How to Create Transcripts and Closed Captions for Your Online Content

Credit: iStock.com/PeopleImages
Credit: iStock.com/PeopleImages

Universal Design for Learning guidelines suggest that institutions provide a text alternative to videos, podcasts, and other media that use sound. This has traditionally been a laborious process of transcribing content manually after a recording is made. Although some faculty instead script their audio ahead of time, this usually leads to a robotic tone that sounds scripted.

Happily, transcription and closed captioning software has advanced considerably in recent years to the point where faculty no longer need to script or manually transcribe their audio. While not perfect, the software is close enough to perfect to require only minor editing in most cases. Many systems draw upon Google’s voice transcription service, which has been tuned through millions of hours of use to yield remarkably accurate results. Bear in mind that as the system has been trained on a wide range of voices, it tends to be most accurate with speech that tends toward an “average” accent—one akin to the neutral, middle-America voice common to network news shows. That said, the system can reliably generate closed captions in a variety of languages other than English.

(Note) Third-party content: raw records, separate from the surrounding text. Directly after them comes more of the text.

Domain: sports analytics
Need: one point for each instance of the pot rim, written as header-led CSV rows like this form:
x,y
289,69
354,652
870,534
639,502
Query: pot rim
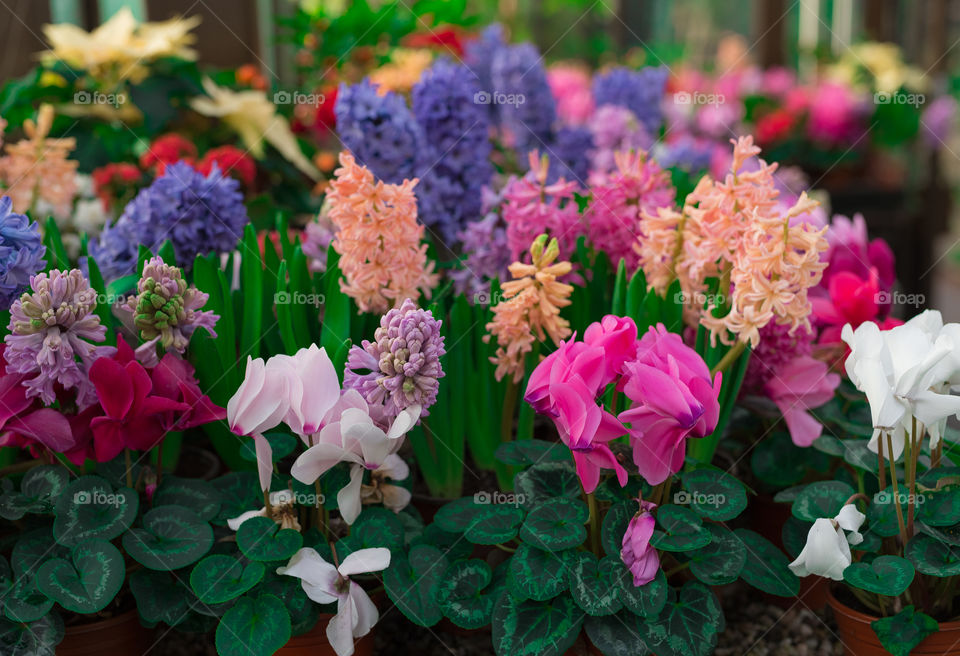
x,y
858,616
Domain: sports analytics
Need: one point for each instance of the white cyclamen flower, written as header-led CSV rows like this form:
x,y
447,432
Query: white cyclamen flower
x,y
827,551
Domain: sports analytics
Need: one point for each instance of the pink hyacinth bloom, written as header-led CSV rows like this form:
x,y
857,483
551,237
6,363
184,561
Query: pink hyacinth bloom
x,y
640,558
803,384
673,399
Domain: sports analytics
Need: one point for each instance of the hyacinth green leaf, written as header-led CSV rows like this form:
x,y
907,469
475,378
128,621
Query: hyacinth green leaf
x,y
556,525
932,557
39,492
721,561
904,631
88,581
262,539
253,627
89,508
467,592
714,494
535,628
593,583
822,499
172,537
547,480
537,574
160,597
411,583
688,625
522,453
194,493
495,525
680,530
886,575
220,578
766,566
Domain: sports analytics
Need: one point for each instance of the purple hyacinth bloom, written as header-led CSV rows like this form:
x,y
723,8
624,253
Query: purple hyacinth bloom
x,y
51,330
523,98
445,108
639,91
198,213
401,367
21,252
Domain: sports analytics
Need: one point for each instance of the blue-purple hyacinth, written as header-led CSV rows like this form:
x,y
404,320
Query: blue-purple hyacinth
x,y
52,330
21,252
639,91
198,213
401,367
444,106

One important practice is to distinguish between transcripts and closed captions. Transcripts used to be the default method for ADA compliance, but they are not ideal in all situations. Someone watching a video who needs to use a transcript must go back and forth between the transcript and the video to follow along. Thus, it is far better to use closed captions for videos, where the viewer can read the text without leaving the video, and the text corresponds to the place in the video where the words are spoken. Transcripts are best used with audio content, such as podcasts, as there is no visual to follow and the person can simply use the transcript by itself.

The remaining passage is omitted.